In fact, the company has granted just a single press discussion in the two years since the strike began.

In March 2024, the Swedish subsidiary's "country lead", Jens Stark, informed a business paper that it suited the company better not to have a union contract, and instead "to collaborate directly with employees and provide them optimal conditions".

The executive denied that the choice to avoid a collective agreement was one made at Tesla headquarters overseas. "Our division possesses authorization to make independent such decisions," he stated.

IF Metall is not completely alone in its fight. The strike has been supported from several of other unions.

Port workers in nearby Denmark, Nordic countries and neighboring states, decline to handle Teslas; waste is not collected from Tesla's Swedish facilities; while newly built charging stations are not being connected to power networks across the nation.

Exists one such facility near the capital's airport, at which twenty charging units remain unused.
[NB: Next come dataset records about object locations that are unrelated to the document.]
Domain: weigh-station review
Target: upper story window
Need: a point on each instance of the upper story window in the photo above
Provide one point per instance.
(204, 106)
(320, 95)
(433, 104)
But Tibor Blomhäll, the president of an owner's club Tesla Club Sweden, says vehicle owners are unaffected by the labor dispute.

"There's another charging station six miles from here," he says. "And we can continue to buy our cars, we can maintain our cars, we can charge our cars."

Tesla vehicles in Sweden
Despite the strike Tesla's cars continue to be popular across Scandinavia

With consequences significant on both sides, it is difficult to envision a resolution to the deadlock. IF Metall risks setting a precedent should it surrender the principle of negotiated labor contracts.

"The concern is that that would spread," states the researcher, "and ultimately {erode

Sally Frederick
Sally Frederick

A seasoned journalist with over a decade of experience in international reporting, specializing in European and Middle Eastern affairs.